Yeah I met a pit with those last week, I think those tend to pop up randomly in some liters.


----------



## Black Rabbit (Nov 14, 2009)

LOL Marley has the back due claws  I call them his creepy toes lol


----------



## gtnotw (Oct 15, 2009)

kg420 said:


> Awww he's beautiful. With out papers you'll never really know but he looks pitty to me too  If the dad was 138lbs then he might have been an American Bulldog, not the same as American Bullies. I owned a few in the past they get way big like that. Our boy was around 130lbs. They are often mistook for pitbulls because of their looks but are almost twice the size. Here is a website with pics and info on them if you would like to take a look
> 
> American Bulldog Pics, 2
> 
> My boy was around 75 at his last check up he might be less now that the suns out and we can work again. He is 100% APBT no bully here  He is just a bit bigger than standard. His mom was around 50lbs and dad was around 60lbs. Looking into his ped we did find a few that were around 70lbs.

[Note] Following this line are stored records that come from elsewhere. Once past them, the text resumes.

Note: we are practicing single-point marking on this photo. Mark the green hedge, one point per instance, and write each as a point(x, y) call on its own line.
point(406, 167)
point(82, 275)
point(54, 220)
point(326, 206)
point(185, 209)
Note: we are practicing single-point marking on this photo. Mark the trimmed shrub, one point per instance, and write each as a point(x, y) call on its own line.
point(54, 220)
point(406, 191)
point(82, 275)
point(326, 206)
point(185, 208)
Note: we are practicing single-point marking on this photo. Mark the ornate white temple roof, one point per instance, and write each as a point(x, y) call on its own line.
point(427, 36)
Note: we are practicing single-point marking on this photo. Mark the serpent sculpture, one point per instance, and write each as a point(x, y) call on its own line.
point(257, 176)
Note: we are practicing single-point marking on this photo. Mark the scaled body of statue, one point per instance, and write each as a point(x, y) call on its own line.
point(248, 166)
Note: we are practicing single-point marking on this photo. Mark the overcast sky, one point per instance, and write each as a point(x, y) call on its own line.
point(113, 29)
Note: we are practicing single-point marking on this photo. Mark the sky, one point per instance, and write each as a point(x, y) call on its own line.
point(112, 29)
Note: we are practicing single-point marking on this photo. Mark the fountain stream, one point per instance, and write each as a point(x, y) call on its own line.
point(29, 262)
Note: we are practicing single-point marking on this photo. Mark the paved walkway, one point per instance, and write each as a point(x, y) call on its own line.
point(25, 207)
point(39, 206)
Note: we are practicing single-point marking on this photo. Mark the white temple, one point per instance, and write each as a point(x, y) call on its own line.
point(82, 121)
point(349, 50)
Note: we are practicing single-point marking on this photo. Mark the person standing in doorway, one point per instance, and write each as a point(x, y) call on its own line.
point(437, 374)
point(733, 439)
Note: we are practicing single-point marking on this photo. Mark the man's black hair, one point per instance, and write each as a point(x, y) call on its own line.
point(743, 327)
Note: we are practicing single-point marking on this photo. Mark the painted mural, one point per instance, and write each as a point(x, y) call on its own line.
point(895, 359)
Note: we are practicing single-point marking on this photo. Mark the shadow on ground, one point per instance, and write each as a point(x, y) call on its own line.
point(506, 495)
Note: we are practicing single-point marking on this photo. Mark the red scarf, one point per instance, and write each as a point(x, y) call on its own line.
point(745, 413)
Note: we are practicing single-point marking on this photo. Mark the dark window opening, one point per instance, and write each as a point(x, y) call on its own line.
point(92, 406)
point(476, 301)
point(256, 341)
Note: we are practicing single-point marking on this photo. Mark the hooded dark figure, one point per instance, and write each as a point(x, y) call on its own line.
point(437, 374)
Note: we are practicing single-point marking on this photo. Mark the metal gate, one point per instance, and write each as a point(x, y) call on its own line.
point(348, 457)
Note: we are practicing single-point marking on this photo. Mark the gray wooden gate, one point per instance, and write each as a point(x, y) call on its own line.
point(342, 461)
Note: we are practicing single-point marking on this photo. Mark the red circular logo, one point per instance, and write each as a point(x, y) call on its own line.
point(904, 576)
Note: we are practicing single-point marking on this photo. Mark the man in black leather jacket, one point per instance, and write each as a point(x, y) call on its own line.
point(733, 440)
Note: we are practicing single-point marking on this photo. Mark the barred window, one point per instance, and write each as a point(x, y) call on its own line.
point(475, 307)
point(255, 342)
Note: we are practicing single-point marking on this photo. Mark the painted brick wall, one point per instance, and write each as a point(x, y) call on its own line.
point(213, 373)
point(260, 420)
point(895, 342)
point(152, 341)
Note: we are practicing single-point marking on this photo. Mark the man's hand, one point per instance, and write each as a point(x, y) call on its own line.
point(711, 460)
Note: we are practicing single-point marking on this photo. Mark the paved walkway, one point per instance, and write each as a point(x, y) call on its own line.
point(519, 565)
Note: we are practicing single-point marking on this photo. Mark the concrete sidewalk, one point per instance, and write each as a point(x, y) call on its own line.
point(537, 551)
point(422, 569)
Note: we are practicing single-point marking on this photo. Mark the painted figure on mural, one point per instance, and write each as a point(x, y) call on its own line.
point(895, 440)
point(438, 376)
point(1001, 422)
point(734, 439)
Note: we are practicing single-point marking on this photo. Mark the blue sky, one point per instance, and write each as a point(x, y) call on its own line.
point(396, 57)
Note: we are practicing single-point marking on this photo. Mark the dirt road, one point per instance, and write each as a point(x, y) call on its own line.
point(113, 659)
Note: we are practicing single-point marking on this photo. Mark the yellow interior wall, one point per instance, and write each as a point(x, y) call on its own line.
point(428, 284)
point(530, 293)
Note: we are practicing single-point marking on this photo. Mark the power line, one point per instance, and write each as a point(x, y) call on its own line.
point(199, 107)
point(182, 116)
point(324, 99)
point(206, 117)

Thanks for your help. See I thought that he's part American Bulldog. But apart from the over the standard weight there is not much evidence. Looking at the litter non of the pups are mostly white which is standard of American bulldog.


----------



## Black Rabbit (Nov 14, 2009)

Very true most AB's are Mostly white with brindle patches. There are some that have little or no white on them also but they are not as common. There is another member here RileyRoo. She has a beautiful AB mix who has no white on her at all either. Do you have pics of they dam and sire I would love to see them. 
Your dog is gorgeous by the way


----------



## gtnotw (Oct 15, 2009)

kg420 said:


> Very true most AB's are Mostly white with brindle patches. There are some that have little or no white on them also but they are not as common. There is another member here RileyRoo. She has a beautiful AB mix who has no white on her at all either. Do you have pics of they dam and sire I would love to see them.
> Your dog is gorgeous by the way


Yeah i have some good pics of the Dam and Sire but they are film pictures. But these are taken with a cellphone so they really don't do justice but its all i got on my flash drive. Ill have to scan those pics sometimes and post em up maybe. The brindle is the Sire, The fawn is the Dam and the little pup is mine at 12 weeks.


----------



## Black Rabbit (Nov 14, 2009)

OMG they are super cute  Both are totally gorgeous. From the look of the dad and his ears and head shape I bet he's got some AB in him. What a looker. Momma is gorgeous too. You are gunna have one beautiful dog on your hands


----------



## MY MIKADO (Apr 7, 2006)

One thing you could do is walk when you get to the asphalt. I realize you are out excerising yourself but until your dog is a bit older. Maybe you could break it up and do some fast walking, slower walking and jogging so it isn't as hard on him.


----------



## Black Rabbit (Nov 14, 2009)

The dad kinda reminds me of these guys. They are brother and sister out of a kennel in Colorado.


----------